Need to interpret the world around you ? Listen to it. It’s all in the collective slip of the tongue. O Sigmund, where art thou…

And we compete for such ridiculously small and ephemeral increments of ‘power’. Some other birder sees something you haven’t -- so you’re jealous. Childish. Will we ever?

Watching a bird can be so much more. Today, at the Hole, Val and I rinse ourselves with fresh Canada warbler (bright yellow with a necklace of blue tear drops), a Hooded Warbler (bright yellow too, with a hood and chin strap of jet-black). Oh ! Look, there’s goes a Wilson’s warbler, with his black Yamika! Over there, quick, a male Black-and-white Warbler. The most beautiful of all. Why ? “Because it reveals the infinity of nuance in the world around us, that’s why.” This spiced-up quote is from our friend Alan Messer (the bird artist).
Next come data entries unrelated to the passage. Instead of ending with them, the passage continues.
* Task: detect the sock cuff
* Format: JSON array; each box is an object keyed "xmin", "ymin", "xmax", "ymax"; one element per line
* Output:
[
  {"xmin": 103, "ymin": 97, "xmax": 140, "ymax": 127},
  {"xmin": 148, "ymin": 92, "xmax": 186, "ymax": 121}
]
Here’s what he showed us: when you pause to observe a Black-and-white warbler (it actually looks like a zebra with wings; only the lines are horizontal, not vertical), and you see it land on a branch you’d have previously discounted as brown and dull and boring, all of a sudden the bird reveals the true nature of the bark as being a complex meshing of infinitesimal patches of violet, green, Bordeaux, mauve. Pale blue-grays and dark ambers suddenly stick out. Thanks to the stark contrast of the very black and white bird, a flying counterpoint, a winged reminder. Tree bark (technically, dead plant skin) is a kaleidoscope of what, ultimately, we always tend to overlook: the obvious, the common. The usual. Ever play camouflage ? Same idea. The best ones at it are the artists, our ‘pollinators’ of society, our observers of beauty. Preservers of what fertility we might still claim as a species. Thank you, Allan. Thank you black and white.

Conclusion. Go to the ‘hole’. Take the 4 am subway, the F or the E. Get off at Kew Gardens and stumble into the woods. The visual impact of a neotropical migrant at close range at 6am is shocking. Two simple colors in combo and you cry ‘how beautiful’. Your body pumps out a rush of adrenaline. Your heart beats louder. Throat tightens. Flushed cheeks. The fix. The addiction. Quick, a glass of water.


With many carbon atoms to share,
xoxo
Dave and Val


Epilogue: there are two very interesting spots to birdwatch in spring as hundreds of species of birds (and millions of individuals) pass through NYC. Not only from an ornithological but also from an anthropological (again!?) point of view. This waterhole in Queens and the Ramble in Central Park both attract birds, birders and gay prostitutes. You can be standing there in the bushes, contemplating the 4 colors of a Parula Warbler, drooling with wonderment, when suddenly, in the back ground, male to male fellatio. Whoa! Urban ecology 101! What with all us nerdy birders in the foreground, the colors of the birds themselves and the hunks in the background, scenes like this could only have been spun by the great Hieronymus Bosch himself.

*Try this experiment at home: say 50 of you guys are reading this webpage. Everyone of you breathe in… now, breathe out. Statistically, one of you just inhaled a carbon atom that belonged to Cleopatra’s body. Nose or hinder? That is the question…
p.s.: Val and I will be in the jungles of Venezuela on our NNYN-Green Hollow outreach program with the Ye’kuana tribe and Cornell University, working on land demarcation, GIS mapping and solar technology with the village of Jodoimenna. Our next blog (in July) will tell you the story of our trip. Have an excellent month of June!